In 2006 he published A Quarry Speaks now in its second edition and in 2011 he published The Hope Factor which provides histories of discoveries of various mines in Australia, PNG and the Philippines.
He currently works part time for GHD out of Hobart, including playing an active role in developing China and Tasmania business and cultural relationships through his company HoJi Pty Ltd.
Summary Kennedy and Sons
During the nineteenth century, a number of settlers migrated to Tasmania where a strong demand for goods, services and equipment saw the proliferation of foundry works, shipyards, timber mills, flour mills, packing sheds, railways and mines including quarries.
In 1860, Robert Kennedy a ship’s carpenter, emigrated from Scotland and established a firm of ship builders and ship smiths in Melbourne. R. Kennedy and Sons moved to Hobart in 1884 and acquired the Derwent Ironworks and Engineering Company in Salamanca Place, together with the Ross patent Slip and Shipyard at Battery Point and advertised themselves as ‘Shipbuilders, Engineers, Boilermakers, Blacksmiths, Iron and Brass Founders’ including the manufactures of steam machines, boilers and mining machinery.

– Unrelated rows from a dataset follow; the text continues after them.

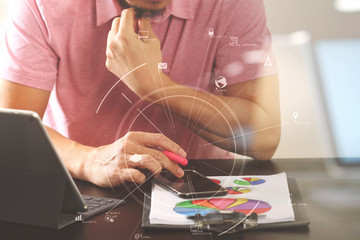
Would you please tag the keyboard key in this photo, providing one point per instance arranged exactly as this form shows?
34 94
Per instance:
97 199
87 197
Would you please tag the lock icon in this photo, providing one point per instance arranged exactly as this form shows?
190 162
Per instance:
211 32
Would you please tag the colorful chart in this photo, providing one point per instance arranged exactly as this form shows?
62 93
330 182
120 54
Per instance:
205 206
234 190
249 181
237 190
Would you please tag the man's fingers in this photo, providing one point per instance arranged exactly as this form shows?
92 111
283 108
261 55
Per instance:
145 161
127 21
131 175
115 26
145 25
158 156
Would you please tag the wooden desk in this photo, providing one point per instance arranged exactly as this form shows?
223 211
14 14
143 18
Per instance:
333 206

In the early 1830s, convict chain gangs were put to work to quarry the toe of Battery Point to reclaim land for a new wharf and to build a row of merchant warehouses one of which was later purchased by R. Kennedy and Sons. At the close of World War II, Robert Kennedy’s grandson, John Kennedy, took over the Salamanca quarry site and ran its operations until the end of the quarry’s life in 1949.
Today the quarry site is home to residential apartments, government and commercial offices, shops, restaurants and an underground car park.